Our data showed that arsenic disulfide promoted the demethylation of PTPL1 gene. As important TCM components, arsenic drugs, including arsenic disulfide (As2S2), arsenic tetrasulfide (As4S4), ATO (As2O3), exhibit favorable anti-tumor effects in various tumors especially blood-related malignancies (Wang et al., 2013). In 2000, the FDA approved ATO for treating acute promyelocytic leukemia (Jing et al., 1999). Compared with ATO, arsenic disulfide showed comparable anti-tumor effects and more advantages, including lower toxicity of oral administration (Zhao et al., 2019). To date, the mechanism of arsenic disulfide against tumors is still unclear. In a previous study, arsenic disulfide exerted anti-tumor role by induction of autophagy and apoptosis, as well as cell cycle arrest (Zhao et al., 2018). In this study, arsenic disulfide induced decrease of PTPL1 gene methylation in a dose dependent manner. Overexpression of DNMTs (e.g., DNMT1, DNMT3A and DNMT3B) could promote DNA hypermethylation, which was closely related to the prognosis in cancer patients (Weisenberger, Lakshminarasimhan & Liang, 2022). In addition, MBD2 functions as a component of the MeCP1 complex has been reported to act as an epigenetic modulator in various malignancies (Feng & Zhang, 2001; Pei et al., 2019).
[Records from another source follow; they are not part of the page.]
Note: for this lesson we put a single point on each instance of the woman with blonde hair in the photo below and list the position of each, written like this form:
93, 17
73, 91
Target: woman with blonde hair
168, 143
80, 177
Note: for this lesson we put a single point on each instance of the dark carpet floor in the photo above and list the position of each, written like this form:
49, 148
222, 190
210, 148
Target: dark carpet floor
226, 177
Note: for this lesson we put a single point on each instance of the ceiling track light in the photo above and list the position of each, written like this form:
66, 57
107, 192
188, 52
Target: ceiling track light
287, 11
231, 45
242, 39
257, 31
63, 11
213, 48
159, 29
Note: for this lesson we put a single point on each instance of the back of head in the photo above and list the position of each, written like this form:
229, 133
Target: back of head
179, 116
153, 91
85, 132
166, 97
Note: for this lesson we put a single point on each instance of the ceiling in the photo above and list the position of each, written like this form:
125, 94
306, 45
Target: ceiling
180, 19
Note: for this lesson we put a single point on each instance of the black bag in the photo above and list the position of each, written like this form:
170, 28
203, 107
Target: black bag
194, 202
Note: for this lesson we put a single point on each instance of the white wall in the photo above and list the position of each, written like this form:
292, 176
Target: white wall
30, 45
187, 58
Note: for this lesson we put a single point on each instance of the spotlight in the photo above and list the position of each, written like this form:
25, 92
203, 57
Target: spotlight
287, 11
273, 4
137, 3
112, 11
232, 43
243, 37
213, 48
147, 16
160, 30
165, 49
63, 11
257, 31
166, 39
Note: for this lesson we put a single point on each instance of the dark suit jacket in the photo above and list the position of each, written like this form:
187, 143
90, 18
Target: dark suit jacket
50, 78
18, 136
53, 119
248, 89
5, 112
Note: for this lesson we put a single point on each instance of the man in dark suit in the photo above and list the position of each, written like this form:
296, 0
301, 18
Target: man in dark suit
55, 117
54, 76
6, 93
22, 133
For the expression of DNMTs, the RNA expression of DNMT1 and DNMT3B showed significant decrease after arsenic disulfide treatment, while the mRNA expression of MBD2 showed significant increase in these cells. These suggested that the inhibition of DNMTs and the increase of MBD2 were potential mechanisms of arsenic disulfide-induced PTPL1 demethylation.

This study has some limitations. First, the optimal dose for arsenic disulfide demethylation remains unclear. Secondly, although we confirmed the demethylation role of arsenic disulfide on methylated PTPL1, the exact mechanisms are still not well defined. Furthermore, biological system does not work in isolation. Although arsenic disulfide treatment induced the demethylation of PTPL1 by reducing the expressions of DNMT1 and DNMT3B, whether arsenic disulfide could cause the disrupted normal methylation pattern remains unknown. More studies in the future are required to focus on the delivery of arsenic disulfide to the PTPL1 DNA promoter using tools such as CRISPR, thereby inducing specific demethylation of PTPL1.

Conclusion

In summary, PTPL1 was a tumor suppressor gene in DLBCL progression. PTPL1 methylation could be reversed by arsenic disulfide in a dose-dependent manner.